Changes to casual workers holiday – what does it mean to businesses?
In the UK, workers have the right to a minimum of 5.6 weeks paid leave per year. This equates to 28 days for a full-time worker (and may or may not include bank holidays). Calculating the holiday entitlement of a worker with an irregular working pattern can complicate matters. For employees who work a different number of days each week it can be difficult to calculate the leave entitlement that is equivalent to a full-time workers 28 days.
The way that holiday is calculated for casual, or “part-year” workers (those employed on a permanent contract for the whole year but who work only some weeks and not others such as term-time workers, or those on zero hours contracts) has recently changed. Employers must immediately adopt a new method of calculating holiday entitlement to avoid falling foul of a recent supreme court judgment.
How holiday entitlement has been calculated
Previously, many employers had given casual and part-year workers a pro-rata holiday entitlement equivalent to 12.07% of hours worked (5.6 weeks (statutory annual leave entitlement) ÷ 46.4 weeks (the number of working weeks in a year after statutory annual leave is deducted) = 12.07%).

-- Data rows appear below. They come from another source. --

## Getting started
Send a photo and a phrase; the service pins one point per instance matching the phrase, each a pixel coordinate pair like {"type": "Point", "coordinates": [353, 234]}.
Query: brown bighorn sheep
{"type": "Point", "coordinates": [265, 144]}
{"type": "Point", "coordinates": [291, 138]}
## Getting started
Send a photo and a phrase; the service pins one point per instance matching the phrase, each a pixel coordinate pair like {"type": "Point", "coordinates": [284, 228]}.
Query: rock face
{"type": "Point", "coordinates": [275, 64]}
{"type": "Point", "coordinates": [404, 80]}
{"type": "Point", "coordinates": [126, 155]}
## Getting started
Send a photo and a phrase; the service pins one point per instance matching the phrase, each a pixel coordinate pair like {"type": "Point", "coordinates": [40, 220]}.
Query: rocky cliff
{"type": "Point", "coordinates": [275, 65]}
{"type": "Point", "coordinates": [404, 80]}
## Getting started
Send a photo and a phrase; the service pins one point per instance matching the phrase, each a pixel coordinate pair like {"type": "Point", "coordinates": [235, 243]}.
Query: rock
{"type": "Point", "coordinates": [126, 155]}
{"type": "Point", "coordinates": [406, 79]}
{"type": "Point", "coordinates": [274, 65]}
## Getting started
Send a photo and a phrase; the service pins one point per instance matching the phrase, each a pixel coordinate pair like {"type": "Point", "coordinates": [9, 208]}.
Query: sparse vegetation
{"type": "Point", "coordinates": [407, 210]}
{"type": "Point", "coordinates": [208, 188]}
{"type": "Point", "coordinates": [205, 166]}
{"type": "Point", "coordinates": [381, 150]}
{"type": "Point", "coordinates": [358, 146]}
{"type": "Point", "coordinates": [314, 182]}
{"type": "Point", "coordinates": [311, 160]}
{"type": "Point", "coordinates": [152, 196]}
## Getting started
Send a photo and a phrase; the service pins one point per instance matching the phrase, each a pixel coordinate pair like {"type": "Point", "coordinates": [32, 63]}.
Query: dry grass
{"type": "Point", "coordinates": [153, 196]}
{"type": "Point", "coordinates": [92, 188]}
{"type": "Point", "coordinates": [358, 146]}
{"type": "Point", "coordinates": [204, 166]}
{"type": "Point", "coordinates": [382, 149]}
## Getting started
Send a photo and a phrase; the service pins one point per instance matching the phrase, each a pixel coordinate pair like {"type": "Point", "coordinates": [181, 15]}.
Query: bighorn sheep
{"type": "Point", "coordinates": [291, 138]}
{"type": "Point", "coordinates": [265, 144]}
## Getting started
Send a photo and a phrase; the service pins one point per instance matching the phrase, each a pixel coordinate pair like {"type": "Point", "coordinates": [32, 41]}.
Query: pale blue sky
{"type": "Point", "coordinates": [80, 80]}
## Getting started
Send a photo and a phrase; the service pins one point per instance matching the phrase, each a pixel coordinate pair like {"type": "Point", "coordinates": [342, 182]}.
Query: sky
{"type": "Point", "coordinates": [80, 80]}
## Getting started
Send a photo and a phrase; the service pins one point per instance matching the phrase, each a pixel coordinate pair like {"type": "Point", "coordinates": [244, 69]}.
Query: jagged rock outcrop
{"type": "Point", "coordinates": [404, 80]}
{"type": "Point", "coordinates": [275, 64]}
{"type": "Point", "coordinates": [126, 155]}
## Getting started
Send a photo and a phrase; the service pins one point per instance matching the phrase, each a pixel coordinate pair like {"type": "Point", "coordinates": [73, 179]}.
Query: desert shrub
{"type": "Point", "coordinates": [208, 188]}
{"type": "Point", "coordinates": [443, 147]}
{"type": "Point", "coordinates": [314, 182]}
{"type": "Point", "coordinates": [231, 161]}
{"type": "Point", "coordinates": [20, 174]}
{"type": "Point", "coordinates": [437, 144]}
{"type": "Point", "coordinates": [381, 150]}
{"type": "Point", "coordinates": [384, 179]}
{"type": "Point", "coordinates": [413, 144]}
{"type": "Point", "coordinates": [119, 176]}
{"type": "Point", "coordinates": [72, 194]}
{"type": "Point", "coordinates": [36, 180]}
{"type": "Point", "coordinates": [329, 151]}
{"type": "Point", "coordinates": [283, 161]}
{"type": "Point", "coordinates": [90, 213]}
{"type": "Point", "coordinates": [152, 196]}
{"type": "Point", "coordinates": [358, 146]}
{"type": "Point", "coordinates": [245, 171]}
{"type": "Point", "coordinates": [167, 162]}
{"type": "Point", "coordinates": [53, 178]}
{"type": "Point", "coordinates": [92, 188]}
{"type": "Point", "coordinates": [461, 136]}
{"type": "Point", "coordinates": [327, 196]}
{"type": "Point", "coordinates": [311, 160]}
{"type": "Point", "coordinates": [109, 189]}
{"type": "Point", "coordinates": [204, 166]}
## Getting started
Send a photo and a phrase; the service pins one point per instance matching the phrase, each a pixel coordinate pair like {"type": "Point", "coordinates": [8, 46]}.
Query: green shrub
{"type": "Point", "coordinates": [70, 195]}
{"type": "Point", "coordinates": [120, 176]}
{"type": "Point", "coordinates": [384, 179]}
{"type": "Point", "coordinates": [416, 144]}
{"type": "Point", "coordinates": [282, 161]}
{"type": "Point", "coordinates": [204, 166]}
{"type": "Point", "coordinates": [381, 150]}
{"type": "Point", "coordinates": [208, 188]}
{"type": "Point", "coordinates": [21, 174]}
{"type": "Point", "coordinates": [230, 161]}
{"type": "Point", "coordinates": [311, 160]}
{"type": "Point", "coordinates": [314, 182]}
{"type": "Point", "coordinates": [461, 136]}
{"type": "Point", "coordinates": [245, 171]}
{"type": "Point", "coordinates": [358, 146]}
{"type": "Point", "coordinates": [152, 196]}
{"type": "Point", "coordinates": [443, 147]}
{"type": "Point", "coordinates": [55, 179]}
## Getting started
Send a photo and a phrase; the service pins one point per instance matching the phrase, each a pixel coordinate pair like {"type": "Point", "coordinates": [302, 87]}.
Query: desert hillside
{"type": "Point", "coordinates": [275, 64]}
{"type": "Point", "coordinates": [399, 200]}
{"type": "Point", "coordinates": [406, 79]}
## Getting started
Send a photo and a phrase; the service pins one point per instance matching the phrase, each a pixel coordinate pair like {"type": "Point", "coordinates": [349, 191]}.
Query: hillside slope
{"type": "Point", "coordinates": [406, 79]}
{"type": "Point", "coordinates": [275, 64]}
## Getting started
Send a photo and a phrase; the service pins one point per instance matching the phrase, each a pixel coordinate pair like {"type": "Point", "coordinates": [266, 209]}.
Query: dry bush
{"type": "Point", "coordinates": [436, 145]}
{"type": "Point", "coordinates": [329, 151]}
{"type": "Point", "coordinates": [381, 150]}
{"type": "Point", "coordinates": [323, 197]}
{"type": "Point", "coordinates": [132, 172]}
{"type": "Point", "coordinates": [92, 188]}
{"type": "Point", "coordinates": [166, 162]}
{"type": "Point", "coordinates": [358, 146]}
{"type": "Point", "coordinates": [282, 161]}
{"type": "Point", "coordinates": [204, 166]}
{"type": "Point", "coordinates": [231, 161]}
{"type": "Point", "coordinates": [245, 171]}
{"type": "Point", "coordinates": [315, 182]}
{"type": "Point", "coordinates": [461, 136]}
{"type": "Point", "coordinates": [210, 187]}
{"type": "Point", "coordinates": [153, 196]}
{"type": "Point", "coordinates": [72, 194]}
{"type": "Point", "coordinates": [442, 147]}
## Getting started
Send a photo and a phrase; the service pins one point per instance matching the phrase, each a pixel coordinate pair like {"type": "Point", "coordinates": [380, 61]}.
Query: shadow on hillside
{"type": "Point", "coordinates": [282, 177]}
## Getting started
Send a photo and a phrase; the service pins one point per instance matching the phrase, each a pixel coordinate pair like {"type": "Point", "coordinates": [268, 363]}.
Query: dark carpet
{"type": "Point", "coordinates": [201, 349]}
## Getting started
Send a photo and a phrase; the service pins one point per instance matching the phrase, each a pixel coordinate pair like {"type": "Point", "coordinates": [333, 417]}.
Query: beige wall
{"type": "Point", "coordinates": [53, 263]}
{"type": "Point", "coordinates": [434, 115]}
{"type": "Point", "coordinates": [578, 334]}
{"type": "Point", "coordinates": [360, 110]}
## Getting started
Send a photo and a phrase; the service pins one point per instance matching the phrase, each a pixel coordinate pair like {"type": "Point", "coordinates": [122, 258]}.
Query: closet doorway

Changes after Harpur Trust v Brazel
The recent Supreme Court decision (Harpur Trust v Brazel  UKSC 21) has changed the way that holiday entitlement is calculated for part-year workers, casual workers, agency workers and other workers with irregular working patterns.
The holiday entitlement for workers with no normal working hours is now calculated based upon the average earnings in a 52-week reference period, ignoring any weeks in which the worker did not receive pay. This means that employers can no longer calculate holiday entitlement based upon the 12.07% method. The decision has resulted in some casual workers receiving more paid leave than part-time workers who work the same total number of hours across the year.
Naturally the decision in Harpur Trust v Brazel has created much confusion and an increase in claims in the Employment Tribunal.
In an attempt to tackle the disparity caused by the decision, the government commenced a consultation on 12 January 2023 which proposes to make holiday entitlement proportionate to hours worked. It is currently proposed that a 52-week holiday entitlement reference period will be introduced for part-year workers and workers with regular hours that is based upon the proportion of time spent working over the previous 52-week period and will take into account weeks in which no work was done.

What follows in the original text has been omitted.